Coburn was wrong to underplay the importance of updating libraries to remain relevant and useful, but there was also a problem with the entire top 10 list: All of the spending projects he identified are discretionary. Discretionary spending goes to different projects every year, which Congress votes on without needing to change any laws.
Non-discretionary spending, on the other hand, includes items like Social Security, Medicare and other expenses that are built into law. The senator undoubtedly created the list in hopes of being seen as a budget hawk — a true fiscal conservative who is serious about reducing spending.
But all of the projects on the list are discretionary spending, which only makes up about a quarter of all government spending.
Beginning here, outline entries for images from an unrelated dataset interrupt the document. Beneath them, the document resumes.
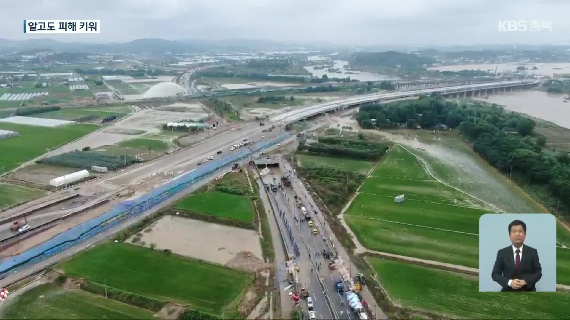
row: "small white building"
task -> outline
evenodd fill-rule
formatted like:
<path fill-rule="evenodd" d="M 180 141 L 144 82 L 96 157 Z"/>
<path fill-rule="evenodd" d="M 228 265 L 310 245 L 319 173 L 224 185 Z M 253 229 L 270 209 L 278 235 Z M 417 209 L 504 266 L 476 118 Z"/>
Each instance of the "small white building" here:
<path fill-rule="evenodd" d="M 105 173 L 106 172 L 108 172 L 109 169 L 108 169 L 107 167 L 103 167 L 101 166 L 92 166 L 91 171 Z"/>
<path fill-rule="evenodd" d="M 60 187 L 64 184 L 79 181 L 88 177 L 89 177 L 89 171 L 83 170 L 52 179 L 50 180 L 50 185 L 56 187 Z"/>

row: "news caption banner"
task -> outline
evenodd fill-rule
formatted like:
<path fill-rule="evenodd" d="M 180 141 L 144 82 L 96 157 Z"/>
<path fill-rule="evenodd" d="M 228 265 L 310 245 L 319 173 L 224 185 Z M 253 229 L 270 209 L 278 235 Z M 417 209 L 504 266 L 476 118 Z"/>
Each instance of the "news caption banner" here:
<path fill-rule="evenodd" d="M 24 19 L 25 34 L 98 34 L 99 20 Z"/>

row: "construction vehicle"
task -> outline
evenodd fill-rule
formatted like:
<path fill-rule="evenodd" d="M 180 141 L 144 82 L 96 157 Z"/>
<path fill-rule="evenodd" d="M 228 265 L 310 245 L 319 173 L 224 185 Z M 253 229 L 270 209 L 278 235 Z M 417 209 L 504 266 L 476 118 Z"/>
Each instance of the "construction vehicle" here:
<path fill-rule="evenodd" d="M 362 273 L 357 273 L 355 276 L 355 282 L 360 285 L 360 287 L 364 286 L 364 275 Z"/>
<path fill-rule="evenodd" d="M 358 294 L 352 291 L 349 291 L 347 293 L 347 300 L 348 300 L 348 305 L 351 306 L 351 309 L 358 314 L 359 318 L 361 320 L 367 320 L 368 319 L 368 315 L 364 310 L 364 307 L 362 306 L 362 303 L 360 302 L 360 298 L 359 298 Z"/>
<path fill-rule="evenodd" d="M 330 259 L 331 258 L 331 255 L 332 255 L 332 253 L 330 251 L 329 251 L 328 250 L 323 250 L 323 257 L 324 257 L 325 259 Z"/>
<path fill-rule="evenodd" d="M 10 226 L 10 231 L 13 232 L 16 232 L 18 229 L 28 224 L 28 220 L 26 218 L 19 219 L 12 223 Z"/>

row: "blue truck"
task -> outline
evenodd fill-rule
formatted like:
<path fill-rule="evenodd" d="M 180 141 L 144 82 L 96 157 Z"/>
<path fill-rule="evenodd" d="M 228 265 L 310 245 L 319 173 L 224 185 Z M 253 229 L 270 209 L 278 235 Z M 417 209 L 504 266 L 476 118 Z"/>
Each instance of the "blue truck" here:
<path fill-rule="evenodd" d="M 335 280 L 335 285 L 336 286 L 336 291 L 339 293 L 343 293 L 344 292 L 344 283 L 341 279 L 336 279 Z"/>

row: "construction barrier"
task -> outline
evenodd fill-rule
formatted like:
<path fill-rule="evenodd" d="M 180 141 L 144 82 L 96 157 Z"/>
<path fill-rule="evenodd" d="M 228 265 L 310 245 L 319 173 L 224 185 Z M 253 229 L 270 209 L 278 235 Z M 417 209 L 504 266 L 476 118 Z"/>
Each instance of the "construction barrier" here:
<path fill-rule="evenodd" d="M 107 212 L 66 230 L 26 251 L 6 258 L 0 264 L 0 278 L 6 276 L 8 273 L 14 273 L 20 269 L 28 267 L 59 253 L 70 247 L 96 236 L 104 230 L 108 230 L 116 225 L 124 219 L 137 216 L 161 203 L 198 182 L 210 173 L 252 157 L 254 153 L 278 143 L 291 136 L 291 134 L 286 133 L 274 140 L 259 141 L 250 144 L 230 155 L 204 164 L 137 199 L 121 202 Z"/>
If Coburn were truly serious about cutting spending, he’d target non-discretionary programs, as well as the huge money suction tubes that are the wars in the Middle East, rather than small library grants. Coburn’s website and political ads bill him as a budget reducer. If he’s serious about that, he should go after substantial amounts of spending, an action which might not be popular in Congress, instead of taking easy shots by demonizing the purportedly wasteful hippies at UCSC. It’s clear the Oklahoma senator cares more about politics than fiscal responsibility.